いつものようにヘラリと上手く笑えずにいる私を、今までになく苦しげに彩人兄が窺って来た。



どうしてだろうか?その真っ直ぐに捉えて離さない瞳が、ひとえに逃げたくて堪らなくさせるのは…。



「高階くんがオマエを婚約者に仕立てたのは、すべて朱莉…彼女のためにしたことだ」


「・・・え、」


緊張の糸をプツリと断つように、彩人兄の形のよい唇が紡ぎ出したのは、ロボット男の本命である朱莉さんの名前。

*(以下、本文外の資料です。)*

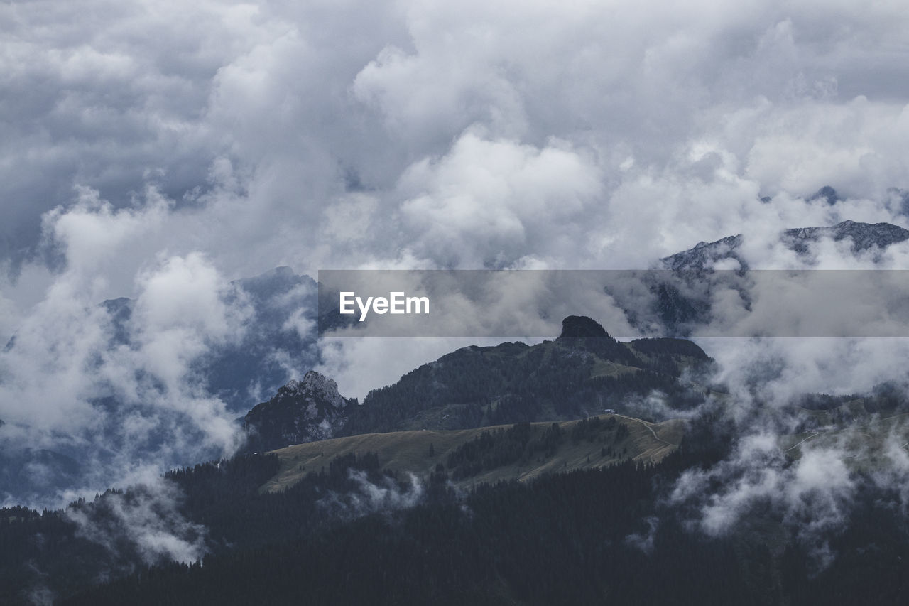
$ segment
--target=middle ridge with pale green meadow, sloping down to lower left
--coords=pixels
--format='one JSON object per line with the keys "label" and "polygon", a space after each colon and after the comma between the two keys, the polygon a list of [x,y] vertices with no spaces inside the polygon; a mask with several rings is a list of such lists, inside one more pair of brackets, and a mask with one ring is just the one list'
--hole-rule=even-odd
{"label": "middle ridge with pale green meadow, sloping down to lower left", "polygon": [[[329,379],[321,383],[331,390]],[[311,377],[309,387],[317,390],[319,381]],[[369,434],[173,470],[155,492],[142,486],[108,490],[65,511],[0,509],[0,603],[35,603],[37,588],[45,595],[54,591],[58,603],[97,582],[128,578],[150,559],[165,564],[163,555],[150,558],[143,550],[148,545],[204,538],[215,559],[267,553],[288,541],[315,540],[371,512],[391,515],[432,502],[457,510],[458,495],[474,484],[614,467],[626,474],[672,456],[683,431],[682,421],[654,425],[603,415],[558,424]],[[178,509],[168,496],[174,492]],[[195,534],[202,524],[204,535]],[[287,601],[262,595],[245,603]]]}

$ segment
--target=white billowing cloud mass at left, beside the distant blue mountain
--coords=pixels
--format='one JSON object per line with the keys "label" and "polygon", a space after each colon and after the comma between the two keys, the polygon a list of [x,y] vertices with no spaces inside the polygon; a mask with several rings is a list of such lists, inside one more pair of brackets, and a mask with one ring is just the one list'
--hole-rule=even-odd
{"label": "white billowing cloud mass at left, beside the distant blue mountain", "polygon": [[[66,267],[0,352],[5,449],[78,460],[85,490],[150,464],[160,471],[226,455],[238,443],[234,415],[195,369],[213,348],[243,337],[250,309],[208,259],[161,257],[141,269],[127,320],[116,319],[119,304],[100,305],[104,277],[95,268],[116,266],[119,250],[155,229],[162,207],[114,210],[90,195],[49,216],[48,241]],[[57,504],[52,495],[22,498]]]}

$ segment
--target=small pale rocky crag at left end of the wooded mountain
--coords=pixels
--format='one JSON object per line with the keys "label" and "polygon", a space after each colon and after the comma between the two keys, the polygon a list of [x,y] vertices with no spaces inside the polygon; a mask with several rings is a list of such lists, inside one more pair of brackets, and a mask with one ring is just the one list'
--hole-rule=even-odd
{"label": "small pale rocky crag at left end of the wooded mountain", "polygon": [[333,438],[344,427],[355,399],[338,393],[335,379],[310,370],[291,380],[275,397],[246,413],[246,449],[265,451],[317,439]]}

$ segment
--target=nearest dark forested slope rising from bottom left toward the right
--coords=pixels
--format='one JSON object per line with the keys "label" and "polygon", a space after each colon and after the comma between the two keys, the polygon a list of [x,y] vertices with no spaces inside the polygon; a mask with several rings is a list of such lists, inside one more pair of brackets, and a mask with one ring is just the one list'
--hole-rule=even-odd
{"label": "nearest dark forested slope rising from bottom left toward the right", "polygon": [[138,570],[64,603],[830,604],[844,595],[904,603],[909,533],[874,491],[834,538],[842,557],[820,572],[811,547],[772,510],[722,539],[686,529],[685,512],[660,495],[724,448],[722,439],[686,441],[658,466],[505,482],[464,498],[440,474],[413,509]]}

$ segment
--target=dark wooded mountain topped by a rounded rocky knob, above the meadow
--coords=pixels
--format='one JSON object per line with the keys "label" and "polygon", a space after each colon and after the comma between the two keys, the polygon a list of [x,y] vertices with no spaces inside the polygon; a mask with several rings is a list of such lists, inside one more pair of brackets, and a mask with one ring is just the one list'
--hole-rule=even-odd
{"label": "dark wooded mountain topped by a rounded rocky knob, above the meadow", "polygon": [[682,408],[703,399],[703,388],[680,378],[710,361],[689,341],[622,343],[591,318],[569,317],[554,341],[460,348],[370,391],[341,435],[578,419],[604,409],[650,415],[642,400],[654,391]]}

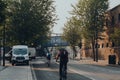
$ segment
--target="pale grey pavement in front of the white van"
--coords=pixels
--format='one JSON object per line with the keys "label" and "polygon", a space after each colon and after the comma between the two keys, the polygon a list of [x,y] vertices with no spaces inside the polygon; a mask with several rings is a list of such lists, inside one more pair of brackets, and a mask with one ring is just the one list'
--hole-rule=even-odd
{"label": "pale grey pavement in front of the white van", "polygon": [[0,66],[0,80],[33,80],[30,66]]}

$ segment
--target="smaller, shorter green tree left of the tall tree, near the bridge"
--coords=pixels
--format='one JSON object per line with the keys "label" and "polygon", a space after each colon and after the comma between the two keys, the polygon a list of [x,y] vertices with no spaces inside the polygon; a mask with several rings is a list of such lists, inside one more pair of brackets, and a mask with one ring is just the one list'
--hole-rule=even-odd
{"label": "smaller, shorter green tree left of the tall tree, near the bridge", "polygon": [[63,28],[63,38],[70,44],[73,49],[73,59],[77,56],[75,46],[81,42],[81,36],[79,32],[79,27],[74,20],[75,17],[71,17]]}

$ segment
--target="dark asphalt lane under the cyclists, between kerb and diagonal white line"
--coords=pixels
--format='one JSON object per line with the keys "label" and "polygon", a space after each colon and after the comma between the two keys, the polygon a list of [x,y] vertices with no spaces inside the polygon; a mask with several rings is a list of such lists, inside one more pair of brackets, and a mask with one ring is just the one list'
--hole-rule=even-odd
{"label": "dark asphalt lane under the cyclists, between kerb and diagonal white line", "polygon": [[[50,67],[46,64],[45,58],[37,58],[31,61],[32,73],[34,80],[59,80],[59,64],[52,60]],[[92,80],[83,75],[69,70],[67,80]]]}

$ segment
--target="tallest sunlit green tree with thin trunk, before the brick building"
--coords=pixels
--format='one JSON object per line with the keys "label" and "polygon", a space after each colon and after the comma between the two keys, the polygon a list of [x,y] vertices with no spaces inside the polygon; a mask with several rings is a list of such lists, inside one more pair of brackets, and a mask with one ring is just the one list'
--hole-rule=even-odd
{"label": "tallest sunlit green tree with thin trunk, before the brick building", "polygon": [[[73,11],[71,12],[71,14],[76,17],[75,19],[77,19],[77,25],[79,25],[81,35],[85,41],[89,44],[92,43],[94,60],[94,47],[98,44],[99,33],[103,31],[104,14],[107,9],[108,0],[79,0],[78,4],[73,6]],[[98,52],[96,47],[96,61],[97,60]]]}

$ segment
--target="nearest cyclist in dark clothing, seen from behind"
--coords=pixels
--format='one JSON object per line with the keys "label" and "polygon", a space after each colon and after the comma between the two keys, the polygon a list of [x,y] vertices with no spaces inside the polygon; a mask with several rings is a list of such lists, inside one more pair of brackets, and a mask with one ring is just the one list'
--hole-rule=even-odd
{"label": "nearest cyclist in dark clothing, seen from behind", "polygon": [[56,56],[56,62],[60,57],[60,64],[59,64],[59,75],[60,80],[62,80],[62,68],[65,68],[65,78],[67,78],[67,63],[68,63],[68,52],[64,48],[59,49],[58,54]]}

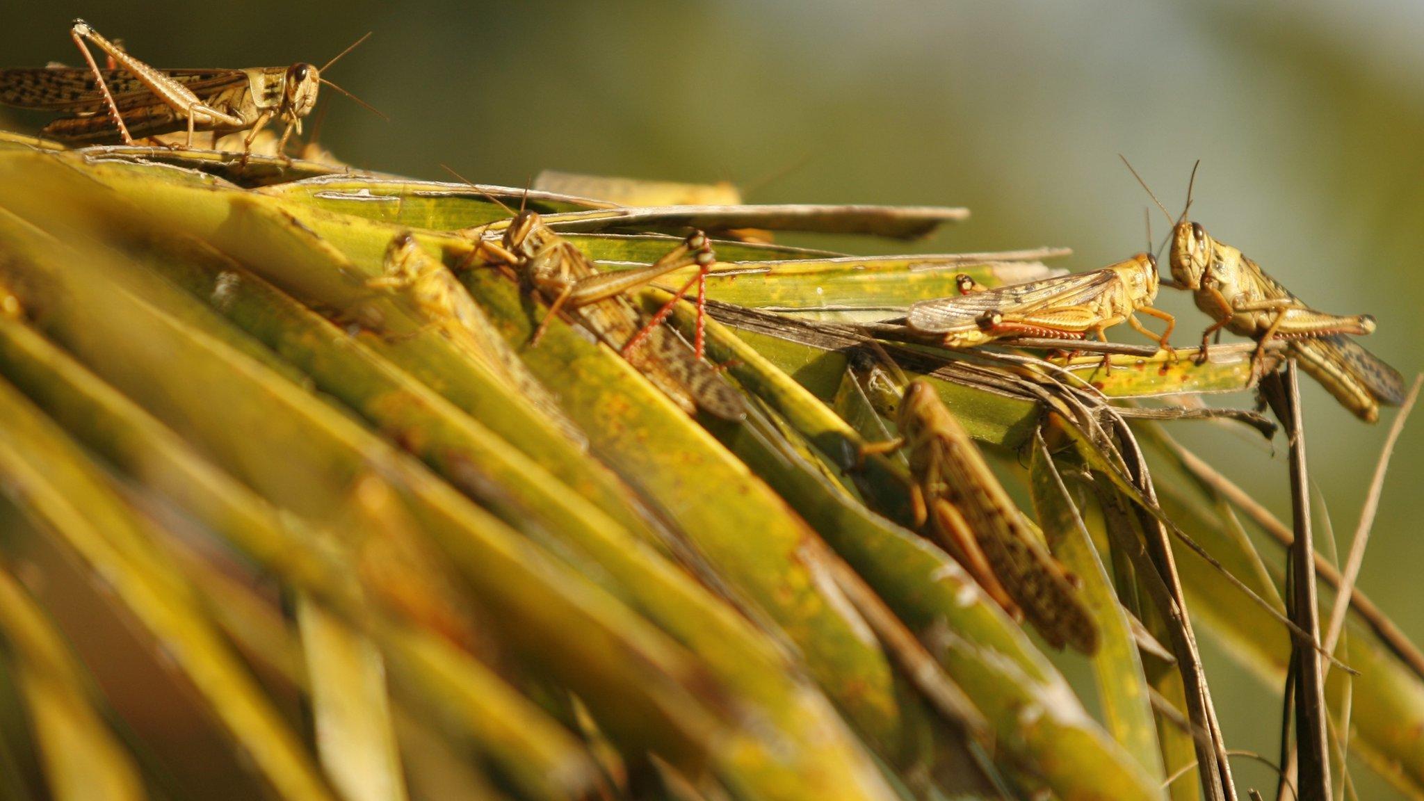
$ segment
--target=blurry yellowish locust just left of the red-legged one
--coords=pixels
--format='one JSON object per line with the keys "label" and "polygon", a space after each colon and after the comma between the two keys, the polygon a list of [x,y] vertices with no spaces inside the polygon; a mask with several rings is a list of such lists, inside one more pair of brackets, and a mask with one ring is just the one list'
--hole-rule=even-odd
{"label": "blurry yellowish locust just left of the red-legged one", "polygon": [[555,428],[580,445],[587,438],[558,406],[554,395],[520,361],[494,324],[484,315],[468,289],[416,237],[402,231],[386,247],[382,275],[370,278],[372,289],[404,292],[420,316],[454,346],[533,403]]}

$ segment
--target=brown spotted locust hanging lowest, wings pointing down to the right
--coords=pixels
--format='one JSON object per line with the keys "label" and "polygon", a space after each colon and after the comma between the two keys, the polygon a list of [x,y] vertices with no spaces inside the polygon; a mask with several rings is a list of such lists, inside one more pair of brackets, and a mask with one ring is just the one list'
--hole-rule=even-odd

あまりに想像とかけ離れた、それの示すモノがますます分からなくなった。



首を傾げてその答えを探ろうとした私を制し、ふぅと小さく深呼吸を落とす彩人兄。


その整った面持ちは複雑すぎて、ますますそれが動揺を誘っていたけど…。



「そうか…、やっぱり知らなかったのか――

朱莉は最近まで俺と付き合っていた。…と言ってもね、別れたのはもう1年近く前になるかな、」


「え、えと…」

どういうこと、とさえ簡単に紡げない。


徐々に明るみに出てくる事実が衝撃的で、とてもアッサリと言葉を失わせてしまうから。